Na manhã desta terça-feira (16), o Grupo de Atuação Especial de Combate ao Crime Organizado (GAECO) deflagrou a Operação Torneira contra tráfico interestadual e lavagem de dinheiro do PCC em diversas cidades do Estado de São Paulo. A ação ocorre em conjunto com as Polícias Civil e Militar para desarticular um esquema criminoso ligado ao tráfico de drogas e à ocultação de recursos obtidos por atividades ilícitas.
Ao todo, foram cumpridos 43 mandados de busca e apreensão nas cidades de São Paulo, Jundiaí, Campo Limpo Paulista, Valinhos, Cajamar, Aguaí, Orlândia, São José do Rio Preto, Ribeirão Preto, Birigui, Penápolis e Araçatuba.
As investigações tiveram início após a identificação de um grupo de traficantes ligados à facção criminosa PCC que atuava principalmente na região de Jundiaí. Segundo o Ministério Público, os integrantes costumavam se reunir em uma área conhecida como “Torneira”, local que inspirou o nome da operação.
Durante as apurações, os investigadores identificaram um complexo esquema de lavagem de dinheiro envolvendo empresas de fachada utilizadas para ocultar a origem dos recursos obtidos pelo tráfico de drogas.
Movimentações financeiras chegaram a R$ 230 milhões
Conforme o Ministério Público, as diligências revelaram a existência de diversas empresas fantasmas vinculadas a um grupo de laranjas espalhados por cidades do interior paulista, com ramificações para diferentes regiões do Estado.
A análise financeira apontou movimentações que, somadas, alcançam aproximadamente R$ 230 milhões. Diante dos indícios encontrados, foi solicitado à Justiça o bloqueio de R$ 20 milhões de cada empresa relacionada ao esquema investigado.
As autoridades acreditam que a estrutura financeira era utilizada para dar aparência legal aos recursos provenientes do tráfico de drogas, dificultando a identificação dos verdadeiros beneficiários dos valores movimentados.
Entenda o nome da Operação Torneira
A Operação Torneira contra tráfico interestadual e lavagem de dinheiro do PCC recebeu esse nome em referência a uma região conhecida como “Torneira”, localizada na área de atuação dos investigados.
Segundo as investigações, o local era frequentemente utilizado para encontros entre integrantes do grupo criminoso.
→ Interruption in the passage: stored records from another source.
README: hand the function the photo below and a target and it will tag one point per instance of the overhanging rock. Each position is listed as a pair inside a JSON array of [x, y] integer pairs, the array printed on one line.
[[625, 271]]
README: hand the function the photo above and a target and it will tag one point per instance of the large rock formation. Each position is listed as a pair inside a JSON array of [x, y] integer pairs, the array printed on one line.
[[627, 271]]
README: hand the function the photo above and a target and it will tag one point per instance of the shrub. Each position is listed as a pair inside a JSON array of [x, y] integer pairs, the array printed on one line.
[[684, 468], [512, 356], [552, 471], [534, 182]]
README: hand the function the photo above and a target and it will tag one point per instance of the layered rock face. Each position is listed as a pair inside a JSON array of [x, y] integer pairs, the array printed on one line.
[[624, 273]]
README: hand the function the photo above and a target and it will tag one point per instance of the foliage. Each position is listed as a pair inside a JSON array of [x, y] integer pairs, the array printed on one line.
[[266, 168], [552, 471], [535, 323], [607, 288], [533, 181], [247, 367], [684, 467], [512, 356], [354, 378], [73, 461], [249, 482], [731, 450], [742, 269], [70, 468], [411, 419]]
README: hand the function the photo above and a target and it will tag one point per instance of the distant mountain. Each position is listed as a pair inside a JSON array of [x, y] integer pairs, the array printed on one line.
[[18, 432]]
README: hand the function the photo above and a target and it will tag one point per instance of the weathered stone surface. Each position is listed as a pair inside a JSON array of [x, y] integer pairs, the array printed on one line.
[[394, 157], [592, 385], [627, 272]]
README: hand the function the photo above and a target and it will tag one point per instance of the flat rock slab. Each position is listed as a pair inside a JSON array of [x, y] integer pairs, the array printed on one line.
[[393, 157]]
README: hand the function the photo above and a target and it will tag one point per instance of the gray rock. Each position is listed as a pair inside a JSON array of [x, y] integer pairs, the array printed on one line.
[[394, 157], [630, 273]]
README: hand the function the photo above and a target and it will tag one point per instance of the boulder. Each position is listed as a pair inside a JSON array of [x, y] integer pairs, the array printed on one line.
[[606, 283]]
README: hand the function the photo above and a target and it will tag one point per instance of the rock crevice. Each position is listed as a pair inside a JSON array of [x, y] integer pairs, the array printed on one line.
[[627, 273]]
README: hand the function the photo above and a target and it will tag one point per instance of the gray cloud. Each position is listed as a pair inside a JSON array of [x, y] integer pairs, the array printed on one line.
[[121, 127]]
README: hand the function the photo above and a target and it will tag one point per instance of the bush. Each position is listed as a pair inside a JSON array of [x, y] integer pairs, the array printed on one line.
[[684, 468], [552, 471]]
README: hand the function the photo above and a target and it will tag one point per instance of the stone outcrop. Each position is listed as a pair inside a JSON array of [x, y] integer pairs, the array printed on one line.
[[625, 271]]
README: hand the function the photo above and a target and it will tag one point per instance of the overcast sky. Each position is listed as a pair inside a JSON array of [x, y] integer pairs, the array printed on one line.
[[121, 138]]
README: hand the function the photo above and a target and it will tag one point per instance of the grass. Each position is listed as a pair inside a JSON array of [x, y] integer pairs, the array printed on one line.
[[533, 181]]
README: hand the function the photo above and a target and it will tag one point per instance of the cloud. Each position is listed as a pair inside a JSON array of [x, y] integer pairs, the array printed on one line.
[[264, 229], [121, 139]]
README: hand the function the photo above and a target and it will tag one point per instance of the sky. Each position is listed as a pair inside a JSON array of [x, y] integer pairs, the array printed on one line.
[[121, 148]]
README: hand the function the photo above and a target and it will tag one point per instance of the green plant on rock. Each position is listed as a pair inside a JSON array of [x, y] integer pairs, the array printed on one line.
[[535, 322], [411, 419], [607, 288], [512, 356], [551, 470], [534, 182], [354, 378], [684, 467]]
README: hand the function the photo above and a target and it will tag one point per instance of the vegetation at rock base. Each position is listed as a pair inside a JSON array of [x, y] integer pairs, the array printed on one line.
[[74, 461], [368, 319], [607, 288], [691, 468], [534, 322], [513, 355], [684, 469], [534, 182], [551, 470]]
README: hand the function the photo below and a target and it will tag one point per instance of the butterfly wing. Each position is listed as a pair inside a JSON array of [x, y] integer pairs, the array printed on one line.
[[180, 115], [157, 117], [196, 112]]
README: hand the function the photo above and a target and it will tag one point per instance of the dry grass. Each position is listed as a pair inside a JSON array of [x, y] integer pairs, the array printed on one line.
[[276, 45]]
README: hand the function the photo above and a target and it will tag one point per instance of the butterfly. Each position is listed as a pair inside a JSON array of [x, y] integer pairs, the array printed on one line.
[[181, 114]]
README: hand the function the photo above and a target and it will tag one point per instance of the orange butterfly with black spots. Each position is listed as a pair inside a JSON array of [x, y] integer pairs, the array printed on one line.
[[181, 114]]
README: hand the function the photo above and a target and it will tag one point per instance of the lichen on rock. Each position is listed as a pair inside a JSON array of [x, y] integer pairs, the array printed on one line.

Além da referência geográfica, o nome também remete simbolicamente ao fluxo constante de dinheiro movimentado pelo esquema de lavagem de capitais identificado pelas autoridades.
Forças especializadas participaram da ação
A operação contou com a participação da Força Tática dos 2º, 11º e 49º Batalhões da Polícia Militar do Interior, da Ronda Ostensiva Tobias de Aguiar (ROTA), do Departamento de Polícia Judiciária de São Paulo Interior-10 e dos 1º, 9º, 10º e 11º Batalhões de Ações Especiais de Polícia (BAEP).
As investigações seguem em andamento para identificar outros envolvidos e aprofundar a apuração sobre a movimentação financeira atribuída ao grupo criminoso.